A sequence of network changes created conditions for a persistent routing loop between the Backbone and Data Center network domains supporting us-central1 operations. A prior routing policy optimization had introduced a latent configuration that allowed cross-domain routing conflicts.

Although these changes were tested, the issue was not observed because not all production factors were represented in the reduced-scale lab environment. Protection mechanisms intended to prevent such routing behavior were present but did not work under these specific circumstances.

During a subsequent security infrastructure extension, routing recomputation caused different network devices to prefer opposite domain paths for the same network prefixes, completing the routing loop.

This resulted in unstable control‑plane behavior, misleading diagnostics, and incorrect next‑hop resolution on the inter‑facility path supporting us‑central1.

Service architecture vulnerability: the network partition exposed critical cross-regional service dependencies that significantly amplified the incident impact. Several us-central1 services maintained dependencies on eu-north1, transforming a network connectivity issue into broader service unavailability. Additionally, our geo-IP load balancing system continued directing customers to both regional endpoints without awareness of the network partition, resulting in inconsistent service experiences.

Incident response outcomes

This incident highlighted several critical areas for improvement in our network and service architecture:

Network infrastructure lessons:

  • Routing policy validation: network safeguards were insufficient to prevent cross-domain routing conflicts, allowing the formation of persistent routing loops

  • Latent issue detection: network redundancy successfully maintained service during normal operations but masked critical routing vulnerabilities until triggered by subsequent changes

  • Network monitoring: routing instability detection took approximately 20 minutes, indicating gaps in real-time network health visibility

Service architecture lessons:

  • Cross-regional dependencies: multiple us-central1 services retained dependencies on eu-north1 infrastructure, creating service architecture vulnerabilities that amplified network incidents

  • Load balancing resilience: customer‑facing experiences lacked sufficient failover; users were not automatically redirected to a healthy Console during the partition.

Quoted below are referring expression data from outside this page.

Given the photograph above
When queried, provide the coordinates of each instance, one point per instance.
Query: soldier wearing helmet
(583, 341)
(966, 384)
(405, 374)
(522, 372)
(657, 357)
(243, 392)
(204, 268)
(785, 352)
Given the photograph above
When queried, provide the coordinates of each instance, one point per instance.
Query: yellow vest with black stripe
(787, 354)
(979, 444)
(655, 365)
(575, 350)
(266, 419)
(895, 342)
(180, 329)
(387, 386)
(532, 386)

  • Regional service isolation: varying service impacts demonstrated the critical need for independent regional operation capabilities during network partitions

  • Tenant registration architecture: cross-region quorum requirements created unnecessary single points of failure for customer onboarding processes

Post-incident action plan

We are implementing comprehensive improvements to prevent similar incidents and reduce customer impact.

Network infrastructure improvements:

  • Implement stricter split-horizon controls between routing domains to prevent cross-domain routing cycles.
  • Enhance cross-region connectivity alerting to detect and alert on inter-facility loss.
  • Deploy automated pre-deployment routing policy validation and network simulation tools.
  • Enhance routing stability monitoring with automated churn detection and alerting for unusual routing patterns.

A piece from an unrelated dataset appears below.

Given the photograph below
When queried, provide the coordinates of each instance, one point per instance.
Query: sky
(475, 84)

Service architecture improvements:

  • Enable geo-DNS failover for Console to automatically redirect users to healthy regional endpoints during network partitions.
  • Reduce cross-regional service dependencies, enabling tenant creation and core operations without single control-plane path reliance.
  • Regionalize shared Console dependencies to eliminate single-region dependencies for user-facing experiences.
  • Improve tenant registration to operate without all-regions quorum requirement.

We sincerely apologize for the service disruption and any inconvenience this caused. Reliability remains our highest priority, and we are committed to implementing these comprehensive improvements to prevent similar incidents.